И вот в вечер Бала слуг я пригласил миссис Киф и ее невестку в «Церковное собрание» при унитарианской церкви, где кормили курятиной. Я увидел там много новых лиц и был представлен их обладателям. Лица унитариев — хорошая им рекомендация. Мы с миссис Киф очень подружились на новоанглийский манер, поэтому при расставании нам не пришлось произносить прочувствованных слов. Я уложил свои вещи, вынес их к калитке и поехал на велосипеде в гараж Джосайи Декстера.
Он сразу же приступил к уроку и показал мне, как заводить машину и как останавливаться; как подавать назад плавно, словно киваешь соседу; как экономить бензин, беречь тормоза и аккумулятор. Подобно игре на скрипке, тут есть свои секреты, которые может объяснить только маэстро. Когда мы вернулись в гараж, я заплатил за добавочный бензин и поставил бак в машину.
— Вижу, вам не терпится уехать, профессор.
— Отнюдь. Мне нечего делать почти до полуночи, а тогда я хочу проехать под окнами миссис Венебл и послушать торжественный марш на Балу слуг.
— После смерти жены я тут, на чердаке, оборудовал себе второе жилье. Может быть, посидим, выпьем по чарке ямайского рома, чтобы скоротать время?

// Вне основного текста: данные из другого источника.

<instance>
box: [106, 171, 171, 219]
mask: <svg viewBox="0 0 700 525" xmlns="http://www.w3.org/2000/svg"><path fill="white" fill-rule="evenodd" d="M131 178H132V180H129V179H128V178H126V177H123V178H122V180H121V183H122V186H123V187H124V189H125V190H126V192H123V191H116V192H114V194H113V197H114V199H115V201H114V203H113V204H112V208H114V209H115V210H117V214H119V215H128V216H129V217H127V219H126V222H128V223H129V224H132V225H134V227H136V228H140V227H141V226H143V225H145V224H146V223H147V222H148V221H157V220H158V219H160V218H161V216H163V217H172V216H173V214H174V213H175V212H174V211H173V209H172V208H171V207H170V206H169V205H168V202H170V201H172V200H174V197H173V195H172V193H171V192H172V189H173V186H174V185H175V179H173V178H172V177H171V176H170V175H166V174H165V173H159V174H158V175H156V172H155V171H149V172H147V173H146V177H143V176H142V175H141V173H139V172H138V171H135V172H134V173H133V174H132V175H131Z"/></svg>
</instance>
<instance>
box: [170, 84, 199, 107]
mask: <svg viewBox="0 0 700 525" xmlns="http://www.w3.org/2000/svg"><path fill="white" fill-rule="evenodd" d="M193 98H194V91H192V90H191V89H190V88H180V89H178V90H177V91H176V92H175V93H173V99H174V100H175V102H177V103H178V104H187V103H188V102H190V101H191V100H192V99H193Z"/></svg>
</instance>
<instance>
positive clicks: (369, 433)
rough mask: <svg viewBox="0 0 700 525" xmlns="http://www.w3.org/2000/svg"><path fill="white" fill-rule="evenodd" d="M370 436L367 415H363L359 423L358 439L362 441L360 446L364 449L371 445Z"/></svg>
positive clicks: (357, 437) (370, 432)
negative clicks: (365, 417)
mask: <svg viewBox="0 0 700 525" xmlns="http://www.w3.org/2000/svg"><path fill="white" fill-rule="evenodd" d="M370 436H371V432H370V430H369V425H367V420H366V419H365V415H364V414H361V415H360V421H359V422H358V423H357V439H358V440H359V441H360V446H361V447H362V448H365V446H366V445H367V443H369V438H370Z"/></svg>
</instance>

Я человек непьющий, но могу пить и не пить. Мы вскарабкались по лестнице на чердак. Он был завален частями разобранных автомобилей, но Джосайя выгородил себе аккуратную трехкомнатную квартирку с большим письменным столом, печкой, удобными креслами и плотно набитыми книжными полками. Хозяин вскипятил воды, добавил рому, положил палочку корицы и половинку апельсина. Он наполнил наши кружки, и я приготовился провести часок на молчаливый новоанглийский лад. Сам я решил держать язык за зубами. Хотелось послушать его. Но для этого пришлось запастись терпением.
— А на месте Трои были еще города после тех девяти, что нашел Шлиман?
— Как будто нет. Он нашел убогую деревеньку Гиссарлык — вот и все, что там сегодня осталось. Можно было ожидать, что она разбогатеет, находясь всего в четырех милях от входа в Дарданеллы, но этого не случилось. Видно, там не хватает пресной воды.
Молчание. Чудо, а не ром.
— Это наводит на мысль, что за перемены ждут нас здесь — скажем, лет через сто или тысячу… Английского языка, пожалуй, тогда и не узнаешь… Лошади и сейчас уже почти вымерли; собираются протянуть железную дорогу до Провиденса… — Он взмахнул руками. — Люди будут прилетать и улетать на крыльях, как зонтики… Проведя ладонью по лбу, он сказал: — Тысяча лет — большой «срок. Может, и кожа у нас будет другого цвета… Могут быть землетрясения, стужи, войны, вторжения, поветрия… Вас пугают такие мысли?
— Мистер Декстер, кончив университет, я поехал на год в Рим изучать археологию. Профессор повез нас на несколько дней за город, чтобы научить нас копать. Копали мы, копали. Через некоторое время напали на дорогу — большая была дорога, тысячи две лет назад… Колдобины, дорожные вехи, молельни. Миллион людей, наверно, по ней прошел… смеясь… тревожась… строя планы… горюя. С тех пор я стал другим человеком. Меня это освободило от гнета больших чисел, больших расстояний и больших философских проблем, которых мне не постичь. Я пашу свой клочок земли и не стараюсь поспеть всюду разом.